Loin de moi l'idée de m'imiscer si peu que ce soit, dans la politique menée par Israël, mais - paradoxe du "paradoxe des paradoxes" - voilà que monsieur Moritz que j'identifie comme juif israélien, qui admet donc qu'Israël, pays de 9,2 millions d'habitants, jouisse de tous les privilèges dévolus à un État indépendant (frontières, lois propres, justice indépendante, système de défense, etc.), dénie à la France, pays de 67 millions d'habitants, qu'il en soit de même pour elle, et parle d'"absurdité" en constatant qu'elle n'a toujours pas renoncé à toutes ses prérogatives régaliennes, au profit de l'Allemagne - dont l'UE n'est que le faux nez - sur laquelle il ne tarit pas d'éloges.

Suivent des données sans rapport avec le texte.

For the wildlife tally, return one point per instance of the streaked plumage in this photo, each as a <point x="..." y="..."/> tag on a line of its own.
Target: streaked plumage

Qu'il me soit donc permis de rappeler ici, à toutes fins utiles, que le peuple français avait rejeté à une large majorité, par référendum, le traité établissant une Constitution pour l'Europe :
https://fr.wikipedia.org/wiki/R%C3%A9f%C3%A9rendum_fran%C3%A7ais_sur_le_trait%C3%A9_%C3%A9tablissant_une_constitution_pour_l%27Europe
Chère Mme Arnaud, je remercie tous ceux qui prennent le temps de lire mes articles et d’y ajouter des commentaires, quand bien même je ne les partage pas. La référence aux 27 ministres des AE dans l’l’UE est une réalité, qui pose de très gros problèmes sur le fonctionnement de l’UE, plus spécialement en politique étrangère. C’était l’objet de mon commentaire factuel à ce sujet. Les faits sont les faits.. . Pour ce qui concerne la politique conduite par la France, je m’en tiens aux faits uniquement. Pour mémoire, vous avez raison, par référendum du 29 mai 2005 la France a rejeté le traité de Maastricht, mais il y eut une suite. Elle trouva son point d’orge par la signature du traité de Lisbonne le 13 décembre 2007 par les 27 membres de l’Union de l’époque. Il s’agit donc de 2 situations totalement opposées. Israël est seul au milieu de voisins qui n’étaient pas ses meilleurs voisins hier encore. Mais tout change. Je ne saurai prédire si Israël sera un jour membre de ce qui pourrait être une communauté d’intérêts et de défense au Moyen Orient. Les éléments sont très différents et les efforts et progrès à réalisés non moins difficiles et pour le moins complexes.